But there was no higher authority in the individual local church than this Bishop -- i.e. teaching elder. Or what we might call the pastor. Although Paul certainly tried to serve the function of an "overseer of bishops (i.e. the spiritual leaders of individual churches)" this was in very early days, and nowhere does scripture endorse the existence of archbishops, cardinals, etc.
As for apostolic succession -- I am rather iffy that this is at all unbroken if, in the line, you find men such as popes who fucked married women and had their husbands murdered etc etc etc. Although all people sin, the idea that someone can engage in THAT level of evil AFTER installation as Pope and be a valid apostle is not sane. And multiple such popes existed prior to the schism with the orthodox.

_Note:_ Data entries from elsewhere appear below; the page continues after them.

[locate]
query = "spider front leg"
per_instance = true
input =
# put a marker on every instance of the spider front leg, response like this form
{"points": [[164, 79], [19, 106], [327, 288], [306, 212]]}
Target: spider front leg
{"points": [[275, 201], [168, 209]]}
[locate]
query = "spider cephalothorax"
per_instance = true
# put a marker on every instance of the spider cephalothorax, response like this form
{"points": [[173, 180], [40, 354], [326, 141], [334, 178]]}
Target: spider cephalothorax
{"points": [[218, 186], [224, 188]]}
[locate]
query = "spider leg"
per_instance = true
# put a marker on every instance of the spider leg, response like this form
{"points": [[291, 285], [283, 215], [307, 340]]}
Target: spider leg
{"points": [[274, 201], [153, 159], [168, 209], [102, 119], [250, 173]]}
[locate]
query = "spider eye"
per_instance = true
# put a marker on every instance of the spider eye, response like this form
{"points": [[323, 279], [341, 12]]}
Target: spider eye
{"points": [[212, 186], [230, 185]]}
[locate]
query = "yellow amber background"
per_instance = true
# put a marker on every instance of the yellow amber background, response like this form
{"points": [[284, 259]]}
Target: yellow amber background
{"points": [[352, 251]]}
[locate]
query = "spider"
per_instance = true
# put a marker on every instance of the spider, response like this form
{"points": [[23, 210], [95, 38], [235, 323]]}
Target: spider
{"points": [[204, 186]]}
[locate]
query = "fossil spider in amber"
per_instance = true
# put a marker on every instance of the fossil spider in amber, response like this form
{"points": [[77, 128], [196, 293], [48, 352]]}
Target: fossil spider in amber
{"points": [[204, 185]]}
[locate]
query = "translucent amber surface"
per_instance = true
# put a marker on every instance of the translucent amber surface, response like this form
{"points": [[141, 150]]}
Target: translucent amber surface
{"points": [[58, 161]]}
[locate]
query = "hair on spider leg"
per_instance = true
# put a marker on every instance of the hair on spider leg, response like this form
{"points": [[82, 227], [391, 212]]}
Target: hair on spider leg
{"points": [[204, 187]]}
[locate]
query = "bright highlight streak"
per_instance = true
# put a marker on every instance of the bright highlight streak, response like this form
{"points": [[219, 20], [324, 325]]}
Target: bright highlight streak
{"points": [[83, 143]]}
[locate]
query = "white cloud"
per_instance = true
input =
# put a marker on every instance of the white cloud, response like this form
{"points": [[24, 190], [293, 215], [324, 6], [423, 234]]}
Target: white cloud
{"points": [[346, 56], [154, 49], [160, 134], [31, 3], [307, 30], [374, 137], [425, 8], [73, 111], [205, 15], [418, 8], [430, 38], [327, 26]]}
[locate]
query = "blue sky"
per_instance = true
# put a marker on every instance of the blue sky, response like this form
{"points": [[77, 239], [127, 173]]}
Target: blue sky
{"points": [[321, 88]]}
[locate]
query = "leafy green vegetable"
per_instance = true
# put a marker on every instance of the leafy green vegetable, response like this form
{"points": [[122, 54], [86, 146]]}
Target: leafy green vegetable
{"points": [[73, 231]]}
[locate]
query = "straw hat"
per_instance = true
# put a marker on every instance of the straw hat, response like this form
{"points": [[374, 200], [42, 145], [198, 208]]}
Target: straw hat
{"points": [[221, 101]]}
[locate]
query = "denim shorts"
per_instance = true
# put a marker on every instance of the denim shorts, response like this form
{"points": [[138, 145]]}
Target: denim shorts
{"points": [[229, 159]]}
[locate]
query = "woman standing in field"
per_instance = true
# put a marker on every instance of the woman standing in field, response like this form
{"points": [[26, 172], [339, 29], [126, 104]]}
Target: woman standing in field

So I do not buy that an actual meaningful person-to-person succession actually exists. Rather, the succession is one of the spirit, not the physical. That said, the installation of a Bishop/Pastor that includes the laying on of the hands of others already in the ministry of that denomination DOES (at least in theory) assure the orthodoxy of the newly installed Bishop's doctrine.
However, the very existence of hundreds of Christian denominations and borderline schism even within those -- with the founders of nearly all of these having been previously ordained by the laying on of hands of a bunch of ministers of the existing denomination -- demonstrates the ineffectiveness of this.
Either way, I don't think that just because someone thinks he can trace his ordination back 200 generations, that makes it any more valid automatically than someone who cannot. The validity is determined by the fruit -- true faith and doctrine, proper administration of the sacraments, etc.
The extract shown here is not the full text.